Conditions sol Influence migration

Effacement des hautes terres d'Haïti au cours des siècles de planter des cultures paysannes a conduit à l'érosion des sols. En outre, de grandes portions de terres overplanted dans les cultures de canne à sucre ont volé cette superficie utilisable de nutriments nécessaires et causé certains modes de vie ruraux à changer. Nombre croissant de personnes agricoles ne ont pas d'autre choix que de migrer vers les villes d'Haïti pour essayer de survivre.

Désintégration de la Coopérative agricole



Le passage de l'esclavage à la liberté, la classe paysanne début créé des groupes communautaires de la famille pour élever les cultures de base de maïs, le manioc, le mil, le riz et les fruits pour soutenir leur vie rustique. Avec moins de terres utilisables, plus de maladie et peu de soins de santé en milieu rural, le démantèlement de ces groupes a augmenté. La désintégration de la coopérative agricole a été une raison pour que les gens migrent vers les grands villages et villes d'Haïti.

Détérioration de l'économie



Les principaux facteurs de la détérioration de l'économie d'Haïti depuis les années 1980 ajoute à la délocalisation vers les centres urbains populeux. Jusqu'à ces dernières décennies, l'agriculture - principalement des plantations de café générant 25 pour cent des recettes d'exportation de cette nation - a gardé les deux tiers des habitants employées. Avec graves sécheresses, les ouragans et effondrement du marché mondial, le café ne supporte plus cette grande partie des travailleurs d'Haïti. Le tourisme est inexistant avec des conditions politiques instables d'Haïti. industries de main-d'œuvre tels que la transformation des aliments, métaux et les produits textiles détiennent dans le marché mondial.
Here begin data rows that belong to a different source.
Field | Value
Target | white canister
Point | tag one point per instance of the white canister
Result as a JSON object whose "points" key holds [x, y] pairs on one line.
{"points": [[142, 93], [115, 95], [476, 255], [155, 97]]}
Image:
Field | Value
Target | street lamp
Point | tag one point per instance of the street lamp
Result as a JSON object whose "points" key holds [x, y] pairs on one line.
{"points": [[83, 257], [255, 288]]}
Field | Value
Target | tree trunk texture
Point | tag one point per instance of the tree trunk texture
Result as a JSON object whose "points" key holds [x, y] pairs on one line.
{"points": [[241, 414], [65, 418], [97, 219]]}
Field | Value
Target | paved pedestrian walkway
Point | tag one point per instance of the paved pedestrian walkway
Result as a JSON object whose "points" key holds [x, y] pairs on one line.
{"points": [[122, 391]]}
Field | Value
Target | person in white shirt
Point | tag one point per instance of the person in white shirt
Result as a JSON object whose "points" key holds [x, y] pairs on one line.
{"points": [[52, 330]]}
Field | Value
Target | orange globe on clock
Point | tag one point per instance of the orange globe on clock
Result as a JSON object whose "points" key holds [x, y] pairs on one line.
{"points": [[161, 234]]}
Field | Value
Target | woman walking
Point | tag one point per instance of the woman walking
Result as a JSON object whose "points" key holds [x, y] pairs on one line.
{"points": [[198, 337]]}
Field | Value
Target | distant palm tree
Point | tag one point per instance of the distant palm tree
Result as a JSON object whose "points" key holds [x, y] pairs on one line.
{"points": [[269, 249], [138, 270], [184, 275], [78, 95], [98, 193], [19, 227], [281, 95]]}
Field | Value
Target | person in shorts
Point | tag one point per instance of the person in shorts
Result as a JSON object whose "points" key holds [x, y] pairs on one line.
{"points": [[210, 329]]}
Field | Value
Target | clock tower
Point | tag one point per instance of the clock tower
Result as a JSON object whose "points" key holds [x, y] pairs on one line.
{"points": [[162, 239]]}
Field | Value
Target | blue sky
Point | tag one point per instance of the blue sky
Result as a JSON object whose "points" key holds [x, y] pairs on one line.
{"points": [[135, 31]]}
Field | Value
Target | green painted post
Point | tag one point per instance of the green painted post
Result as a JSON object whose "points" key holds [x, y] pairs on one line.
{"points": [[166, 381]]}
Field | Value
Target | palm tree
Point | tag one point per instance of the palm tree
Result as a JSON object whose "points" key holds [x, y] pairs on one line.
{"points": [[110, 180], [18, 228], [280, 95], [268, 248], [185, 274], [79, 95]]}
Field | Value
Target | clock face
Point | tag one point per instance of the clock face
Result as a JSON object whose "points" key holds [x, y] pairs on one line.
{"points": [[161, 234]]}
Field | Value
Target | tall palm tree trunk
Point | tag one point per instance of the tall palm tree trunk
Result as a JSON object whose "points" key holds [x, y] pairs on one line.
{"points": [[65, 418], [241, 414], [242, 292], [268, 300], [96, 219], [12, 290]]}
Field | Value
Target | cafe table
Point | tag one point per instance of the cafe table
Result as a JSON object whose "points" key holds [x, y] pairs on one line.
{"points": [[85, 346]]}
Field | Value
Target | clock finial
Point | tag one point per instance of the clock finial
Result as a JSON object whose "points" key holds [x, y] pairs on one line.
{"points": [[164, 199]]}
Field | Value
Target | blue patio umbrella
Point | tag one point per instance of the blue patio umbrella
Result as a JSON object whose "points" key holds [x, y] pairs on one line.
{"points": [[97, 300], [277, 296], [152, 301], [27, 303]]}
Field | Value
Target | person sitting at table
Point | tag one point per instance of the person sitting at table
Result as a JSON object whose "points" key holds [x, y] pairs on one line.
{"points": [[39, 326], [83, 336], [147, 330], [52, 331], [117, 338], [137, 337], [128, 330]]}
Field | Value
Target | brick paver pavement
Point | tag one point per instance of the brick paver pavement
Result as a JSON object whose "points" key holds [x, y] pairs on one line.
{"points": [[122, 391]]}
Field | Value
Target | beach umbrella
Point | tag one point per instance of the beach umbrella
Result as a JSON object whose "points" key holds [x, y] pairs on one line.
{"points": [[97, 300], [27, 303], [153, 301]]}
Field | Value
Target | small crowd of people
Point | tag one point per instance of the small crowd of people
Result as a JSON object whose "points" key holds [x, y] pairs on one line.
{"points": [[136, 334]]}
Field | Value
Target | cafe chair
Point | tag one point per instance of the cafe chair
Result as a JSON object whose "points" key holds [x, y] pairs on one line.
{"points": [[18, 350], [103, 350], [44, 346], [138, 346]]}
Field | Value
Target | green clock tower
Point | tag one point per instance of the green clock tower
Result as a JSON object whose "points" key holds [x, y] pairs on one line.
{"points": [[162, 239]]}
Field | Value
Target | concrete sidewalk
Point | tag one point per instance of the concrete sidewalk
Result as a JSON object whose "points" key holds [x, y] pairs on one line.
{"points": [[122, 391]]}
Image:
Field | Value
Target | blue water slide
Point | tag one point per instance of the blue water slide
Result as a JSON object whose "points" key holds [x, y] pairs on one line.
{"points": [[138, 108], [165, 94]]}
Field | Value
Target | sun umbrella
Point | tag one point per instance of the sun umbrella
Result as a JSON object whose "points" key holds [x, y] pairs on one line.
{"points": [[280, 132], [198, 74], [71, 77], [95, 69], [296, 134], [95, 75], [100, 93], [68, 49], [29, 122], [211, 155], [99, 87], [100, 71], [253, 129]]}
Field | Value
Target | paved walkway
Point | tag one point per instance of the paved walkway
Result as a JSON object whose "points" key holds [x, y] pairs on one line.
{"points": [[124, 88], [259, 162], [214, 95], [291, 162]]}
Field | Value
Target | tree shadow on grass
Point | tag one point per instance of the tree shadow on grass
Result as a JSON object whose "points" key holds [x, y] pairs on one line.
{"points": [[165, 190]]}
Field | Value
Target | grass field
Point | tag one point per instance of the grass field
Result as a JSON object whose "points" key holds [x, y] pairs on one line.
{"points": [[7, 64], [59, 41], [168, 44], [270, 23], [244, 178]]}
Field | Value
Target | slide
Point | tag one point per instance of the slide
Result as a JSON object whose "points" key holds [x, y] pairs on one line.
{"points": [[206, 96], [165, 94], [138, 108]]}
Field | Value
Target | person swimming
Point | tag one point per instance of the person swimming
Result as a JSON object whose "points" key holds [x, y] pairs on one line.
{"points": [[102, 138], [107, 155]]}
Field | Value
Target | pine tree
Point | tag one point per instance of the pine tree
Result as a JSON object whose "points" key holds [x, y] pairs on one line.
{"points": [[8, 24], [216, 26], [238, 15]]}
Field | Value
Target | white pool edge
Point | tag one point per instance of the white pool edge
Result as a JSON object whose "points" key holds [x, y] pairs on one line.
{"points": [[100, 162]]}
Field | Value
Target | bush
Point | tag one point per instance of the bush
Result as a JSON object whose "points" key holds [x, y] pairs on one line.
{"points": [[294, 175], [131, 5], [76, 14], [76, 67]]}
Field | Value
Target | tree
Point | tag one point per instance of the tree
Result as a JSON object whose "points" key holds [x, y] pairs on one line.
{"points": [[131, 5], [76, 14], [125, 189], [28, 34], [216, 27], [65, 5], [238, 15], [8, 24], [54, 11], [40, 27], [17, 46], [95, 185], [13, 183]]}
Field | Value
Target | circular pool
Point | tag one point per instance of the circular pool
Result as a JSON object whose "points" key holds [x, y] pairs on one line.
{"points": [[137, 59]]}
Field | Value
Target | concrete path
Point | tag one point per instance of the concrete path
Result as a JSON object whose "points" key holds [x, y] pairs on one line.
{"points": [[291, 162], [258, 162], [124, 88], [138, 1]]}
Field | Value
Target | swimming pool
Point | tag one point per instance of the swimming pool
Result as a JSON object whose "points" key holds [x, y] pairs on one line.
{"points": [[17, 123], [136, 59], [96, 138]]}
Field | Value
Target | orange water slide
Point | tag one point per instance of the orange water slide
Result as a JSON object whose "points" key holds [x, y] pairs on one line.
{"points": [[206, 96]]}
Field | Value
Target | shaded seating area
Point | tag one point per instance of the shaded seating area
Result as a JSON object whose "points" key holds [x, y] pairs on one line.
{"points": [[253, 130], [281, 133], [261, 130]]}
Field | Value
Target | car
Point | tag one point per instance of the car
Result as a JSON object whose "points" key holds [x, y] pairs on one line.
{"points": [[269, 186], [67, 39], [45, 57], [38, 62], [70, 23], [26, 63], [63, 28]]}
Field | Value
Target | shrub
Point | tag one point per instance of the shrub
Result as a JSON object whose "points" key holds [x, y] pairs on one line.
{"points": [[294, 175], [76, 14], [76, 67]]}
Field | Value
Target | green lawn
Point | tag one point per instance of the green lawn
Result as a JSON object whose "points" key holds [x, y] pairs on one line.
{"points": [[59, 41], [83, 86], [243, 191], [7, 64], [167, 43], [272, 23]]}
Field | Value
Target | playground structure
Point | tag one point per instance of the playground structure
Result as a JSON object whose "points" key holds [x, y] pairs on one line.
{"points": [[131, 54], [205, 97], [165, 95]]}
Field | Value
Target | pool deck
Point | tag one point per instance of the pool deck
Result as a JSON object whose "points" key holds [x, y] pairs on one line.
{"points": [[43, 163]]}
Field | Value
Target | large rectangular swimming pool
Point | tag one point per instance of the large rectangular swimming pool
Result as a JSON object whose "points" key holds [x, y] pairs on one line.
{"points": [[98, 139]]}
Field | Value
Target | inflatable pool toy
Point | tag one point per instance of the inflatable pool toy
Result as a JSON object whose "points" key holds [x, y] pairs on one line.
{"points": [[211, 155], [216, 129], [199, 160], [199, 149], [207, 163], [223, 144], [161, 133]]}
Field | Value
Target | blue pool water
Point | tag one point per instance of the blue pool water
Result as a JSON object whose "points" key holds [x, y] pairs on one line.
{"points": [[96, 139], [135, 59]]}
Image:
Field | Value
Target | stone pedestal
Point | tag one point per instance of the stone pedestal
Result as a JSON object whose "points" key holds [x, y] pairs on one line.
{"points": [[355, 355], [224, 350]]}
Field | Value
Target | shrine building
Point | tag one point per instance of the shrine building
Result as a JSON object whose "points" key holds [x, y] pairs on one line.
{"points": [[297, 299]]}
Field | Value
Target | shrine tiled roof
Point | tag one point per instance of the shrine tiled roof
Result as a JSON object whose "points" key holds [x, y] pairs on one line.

Se appuyant sur l'aide à l'étranger - surtout des États-Unis - le taux de chômage de cette nation est de 80 pour cent. La migration vers les périphéries urbaines de Port-au-Prince et les autres petits sites urbains augmente. Le résultat est une culture paysanne urbaine sans structure et la pauvreté sans relâche.

Croissante de la classe moyenne urbaine Avec Squalor



Particulièrement vrai de Port-au-Prince, la langue de l'entreprise est le français. La majorité des personnes en Haïti parlent créole, un mélange de dialectes africains, espagnols et français. Avec l'industrie légère de 200 investisseurs en dehors de cette nation (là encore essentiellement aux Etats-Unis), une classe moyenne de plus en plus en concurrence pour prendre pied. Moins de 20 pour cent des personnes de contrôler la richesse, encore moins maintenir le statut précaire de la classe moyenne et il ya une population sans cesse croissante et non représentés des pauvres en milieu urbain.